This is a tricky personal conundrum of mine. I'll try to articulate it clearly. I believe in compassion, and I want to live in harmony with compassionate tendencies inside. But at the same time,...
This is a tricky personal conundrum of mine. I'll try to articulate it clearly.
I believe in compassion, and I want to live in harmony with compassionate tendencies inside. But at the same time, in the act of extending compassion, there appears to be an in-built power gradient: the "giver" is somehow in an "advantaged" position, and the receiver a more disadvantaged one.
An example. I was once in a fast-food restaurant, waiting to order, and I saw the order-taker was obviously new and very nervous and skittish at her job. So after I placed my order I expressed how much I appreciate her service and that I thought she was doing a good job. It was truly what I wanted to say, and I thought she took this well, like, she looked more relaxed as she beamed.

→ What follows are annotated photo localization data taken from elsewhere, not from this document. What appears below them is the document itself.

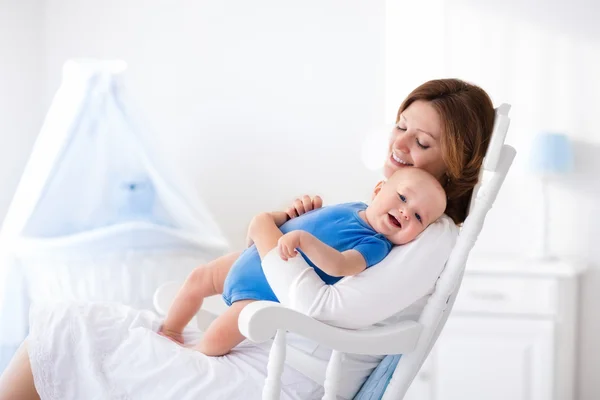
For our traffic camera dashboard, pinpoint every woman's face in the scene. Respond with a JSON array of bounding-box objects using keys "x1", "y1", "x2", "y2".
[{"x1": 383, "y1": 100, "x2": 447, "y2": 180}]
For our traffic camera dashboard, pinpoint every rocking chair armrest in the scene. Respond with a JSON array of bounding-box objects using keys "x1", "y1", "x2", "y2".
[{"x1": 238, "y1": 301, "x2": 422, "y2": 356}]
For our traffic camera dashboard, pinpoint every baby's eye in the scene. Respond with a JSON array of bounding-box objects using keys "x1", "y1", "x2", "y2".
[
  {"x1": 399, "y1": 194, "x2": 406, "y2": 202},
  {"x1": 415, "y1": 213, "x2": 422, "y2": 223},
  {"x1": 396, "y1": 125, "x2": 407, "y2": 132}
]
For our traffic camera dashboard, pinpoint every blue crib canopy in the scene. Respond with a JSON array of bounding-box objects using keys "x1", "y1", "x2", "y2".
[{"x1": 1, "y1": 59, "x2": 229, "y2": 253}]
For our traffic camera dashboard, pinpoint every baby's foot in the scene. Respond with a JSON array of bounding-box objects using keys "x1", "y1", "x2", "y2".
[{"x1": 158, "y1": 326, "x2": 184, "y2": 345}]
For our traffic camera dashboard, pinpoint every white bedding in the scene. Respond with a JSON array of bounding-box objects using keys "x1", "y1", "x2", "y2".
[{"x1": 28, "y1": 301, "x2": 323, "y2": 400}]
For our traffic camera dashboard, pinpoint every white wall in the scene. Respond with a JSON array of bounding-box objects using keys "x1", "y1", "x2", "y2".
[
  {"x1": 41, "y1": 0, "x2": 386, "y2": 249},
  {"x1": 0, "y1": 0, "x2": 44, "y2": 217}
]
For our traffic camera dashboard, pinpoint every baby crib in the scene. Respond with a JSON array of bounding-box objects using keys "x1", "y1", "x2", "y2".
[
  {"x1": 155, "y1": 104, "x2": 515, "y2": 399},
  {"x1": 0, "y1": 60, "x2": 231, "y2": 371}
]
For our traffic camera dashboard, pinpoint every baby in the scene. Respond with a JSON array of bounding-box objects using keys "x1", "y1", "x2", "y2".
[{"x1": 159, "y1": 167, "x2": 446, "y2": 355}]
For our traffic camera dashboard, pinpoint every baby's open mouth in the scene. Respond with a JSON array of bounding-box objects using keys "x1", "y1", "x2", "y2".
[{"x1": 388, "y1": 213, "x2": 401, "y2": 228}]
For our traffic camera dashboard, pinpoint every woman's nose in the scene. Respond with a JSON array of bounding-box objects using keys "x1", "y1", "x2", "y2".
[{"x1": 392, "y1": 131, "x2": 411, "y2": 153}]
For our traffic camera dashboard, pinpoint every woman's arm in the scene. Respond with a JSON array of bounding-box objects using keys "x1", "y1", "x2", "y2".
[
  {"x1": 278, "y1": 231, "x2": 366, "y2": 277},
  {"x1": 262, "y1": 215, "x2": 459, "y2": 329}
]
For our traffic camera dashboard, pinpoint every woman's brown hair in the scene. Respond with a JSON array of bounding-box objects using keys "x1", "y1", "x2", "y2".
[{"x1": 396, "y1": 79, "x2": 495, "y2": 225}]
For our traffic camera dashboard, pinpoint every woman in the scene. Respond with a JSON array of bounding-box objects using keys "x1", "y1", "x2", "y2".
[{"x1": 0, "y1": 78, "x2": 495, "y2": 400}]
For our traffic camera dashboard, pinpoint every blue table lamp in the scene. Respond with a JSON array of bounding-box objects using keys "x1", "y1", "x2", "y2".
[{"x1": 528, "y1": 132, "x2": 574, "y2": 259}]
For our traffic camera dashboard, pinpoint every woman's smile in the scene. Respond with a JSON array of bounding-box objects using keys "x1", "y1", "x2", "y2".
[{"x1": 390, "y1": 151, "x2": 413, "y2": 167}]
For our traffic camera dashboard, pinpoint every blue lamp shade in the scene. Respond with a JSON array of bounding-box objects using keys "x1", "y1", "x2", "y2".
[{"x1": 528, "y1": 132, "x2": 574, "y2": 175}]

But then there was a power gradient. I gave her something that she wouldn't/couldn't have given me. She was the more distressed one, and this power gradient emphasized that. I don't mean that bystanders were made more conscious of her distress. I mean, it had the potential to make me more conscious of my privilege and her her lack thereof.
And I'm aversive to power. I can be highly sceptical and critical of power. I don't feel easy to have power over someone else. I have had troubled relations with power figures in my life. I easily confuse the natural, benign activation of power with the reflexive, defensive, "shields-up" reaction that I often find myself in. To explain a bit, the latter is really a form of anxiety, perhaps a trauma from experiences of hypercompetition, isolation, and emotional neglect in the past.
In the end, I thirst after commonality, equality, brothersisterhood, close and meaningful contact with others as they are, as human beings, on level ground, side by side, sharing the common condition in our vulnerabilities... But there's this aspect of my character, i.e. the tendency to get tense and look for a "higher ground" and occupy there, just to be on the safe (more powerful!) side. There's this haughty, difficult-to-approach, high-brow me, that I feel get in the way.
I fee sad and somewhat confused about this. I think I'm partly venting, partly asking about your similar experiences. Please consider this topic fairly open-ended. If you have something to say about it, I'm eager to listen to you.